Working Together with Administration
As a physician, you should work closely with the administration to realize proposed changes within the workplace. In health institutes, physicians are responsible for ensuring the safety and well-being of themselves and their patients. So, if you suffer, then your patients suffer. Therefore, when proposed changes show the degree of a problem, the administration can take necessary steps towards resolving it. “Telling them that a majority of their doctors are burnt out and many of them are getting ready to leave has a powerful impact. You then present your improvement plan as a way to avoid this. You can explain that just a few small steps need to be taken to improve morale” said Dr. Linzer.
The sad reality is that burnout starts in medical school or during training, when physicians are given large volumes of information to cram for under tight deadlines. It becomes even more overwhelming as medical careers start to advance and those who make it past burnout need to find a way to push ahead.
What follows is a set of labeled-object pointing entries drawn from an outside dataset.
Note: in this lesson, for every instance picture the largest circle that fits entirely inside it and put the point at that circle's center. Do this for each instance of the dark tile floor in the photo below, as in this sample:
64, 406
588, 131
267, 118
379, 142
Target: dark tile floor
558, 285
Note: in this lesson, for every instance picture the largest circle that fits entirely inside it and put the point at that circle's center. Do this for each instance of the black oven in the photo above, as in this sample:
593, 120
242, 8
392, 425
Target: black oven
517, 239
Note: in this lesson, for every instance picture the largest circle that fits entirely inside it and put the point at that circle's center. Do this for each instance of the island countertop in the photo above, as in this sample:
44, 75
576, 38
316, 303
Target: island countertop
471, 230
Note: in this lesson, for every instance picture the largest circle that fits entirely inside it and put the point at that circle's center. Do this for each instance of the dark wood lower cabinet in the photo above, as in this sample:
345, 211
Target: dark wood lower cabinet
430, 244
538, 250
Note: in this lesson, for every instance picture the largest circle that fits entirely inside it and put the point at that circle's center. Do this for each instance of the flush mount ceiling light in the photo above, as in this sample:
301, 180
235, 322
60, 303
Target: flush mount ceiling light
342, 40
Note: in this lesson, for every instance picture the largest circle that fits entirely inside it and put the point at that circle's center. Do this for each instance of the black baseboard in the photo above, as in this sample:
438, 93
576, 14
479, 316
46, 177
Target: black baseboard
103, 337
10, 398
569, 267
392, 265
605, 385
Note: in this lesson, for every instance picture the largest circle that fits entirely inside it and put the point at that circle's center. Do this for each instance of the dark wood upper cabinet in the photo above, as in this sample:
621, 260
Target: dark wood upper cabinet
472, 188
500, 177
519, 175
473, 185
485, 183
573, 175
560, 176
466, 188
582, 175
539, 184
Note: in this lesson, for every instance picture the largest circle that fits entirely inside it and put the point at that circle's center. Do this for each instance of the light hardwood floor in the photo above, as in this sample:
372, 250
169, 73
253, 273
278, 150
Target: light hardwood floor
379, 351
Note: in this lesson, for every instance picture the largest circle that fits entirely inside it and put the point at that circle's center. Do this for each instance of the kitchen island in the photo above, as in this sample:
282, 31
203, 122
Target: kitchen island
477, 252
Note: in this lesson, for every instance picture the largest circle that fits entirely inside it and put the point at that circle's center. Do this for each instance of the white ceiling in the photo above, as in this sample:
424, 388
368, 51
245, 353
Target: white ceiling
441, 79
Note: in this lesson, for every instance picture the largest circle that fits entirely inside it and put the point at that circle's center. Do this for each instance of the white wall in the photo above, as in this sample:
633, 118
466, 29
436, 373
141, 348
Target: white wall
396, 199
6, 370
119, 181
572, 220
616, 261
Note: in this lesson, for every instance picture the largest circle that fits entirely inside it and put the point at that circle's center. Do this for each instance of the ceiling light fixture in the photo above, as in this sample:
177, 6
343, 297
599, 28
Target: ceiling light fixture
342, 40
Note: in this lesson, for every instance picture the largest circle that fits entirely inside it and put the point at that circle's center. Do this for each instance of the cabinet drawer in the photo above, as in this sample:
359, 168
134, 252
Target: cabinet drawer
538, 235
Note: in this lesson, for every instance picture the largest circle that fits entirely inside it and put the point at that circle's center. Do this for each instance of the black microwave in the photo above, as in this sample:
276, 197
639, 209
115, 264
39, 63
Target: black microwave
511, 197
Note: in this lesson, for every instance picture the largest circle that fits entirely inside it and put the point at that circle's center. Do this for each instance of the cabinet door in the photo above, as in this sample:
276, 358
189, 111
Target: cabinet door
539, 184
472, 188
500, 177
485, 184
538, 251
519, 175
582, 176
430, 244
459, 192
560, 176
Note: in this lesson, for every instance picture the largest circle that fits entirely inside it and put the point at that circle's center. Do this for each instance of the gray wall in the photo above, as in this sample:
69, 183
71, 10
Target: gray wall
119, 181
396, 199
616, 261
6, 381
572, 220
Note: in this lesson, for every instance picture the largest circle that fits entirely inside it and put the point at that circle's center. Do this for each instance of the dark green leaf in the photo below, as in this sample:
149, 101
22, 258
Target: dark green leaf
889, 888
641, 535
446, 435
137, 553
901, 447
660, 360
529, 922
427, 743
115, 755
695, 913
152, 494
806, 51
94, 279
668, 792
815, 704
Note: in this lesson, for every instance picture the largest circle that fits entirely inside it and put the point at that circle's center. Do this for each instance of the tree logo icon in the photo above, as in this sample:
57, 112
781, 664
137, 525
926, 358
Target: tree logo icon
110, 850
In order to prevent burnout from occurring or reoccurring, potential problems should be addressed head-on.
Consider asking yourself the following questions: Am I mentally and physically exhausted? Is my workplace chaotic? Are EHR-related tasks starting to pile up? Is my work schedule causing me overwhelming stress?
If you answered yes to these questions, it is time to take action. Try out 2-3 changes, such as hiring a medical assistant or taking some time off from work to recharge your batteries. Test out these changes and see if they make a difference. If you notice an improvement in your mood and satisfaction with your work, this will result in increased performance. “Healthcare is a giving industry. When you’re giving all day, you become depleted. A patient can never have a positive experience unless the physician is also having a positive experience,” said Steve Del Giudice, a retired dermatologist. In case of burnout, do something about the problem for yourself, for your family, and for your patients – before you find yourself in a situation that requires you to ‘rebuild’ your life, as well as your career.
- While rewarding, being a physician can be incredibly challenging.
- If you feel yourself straining, consider making some lifestyle changes.
- If a physician is unhappy, their patients and colleagues will suffer.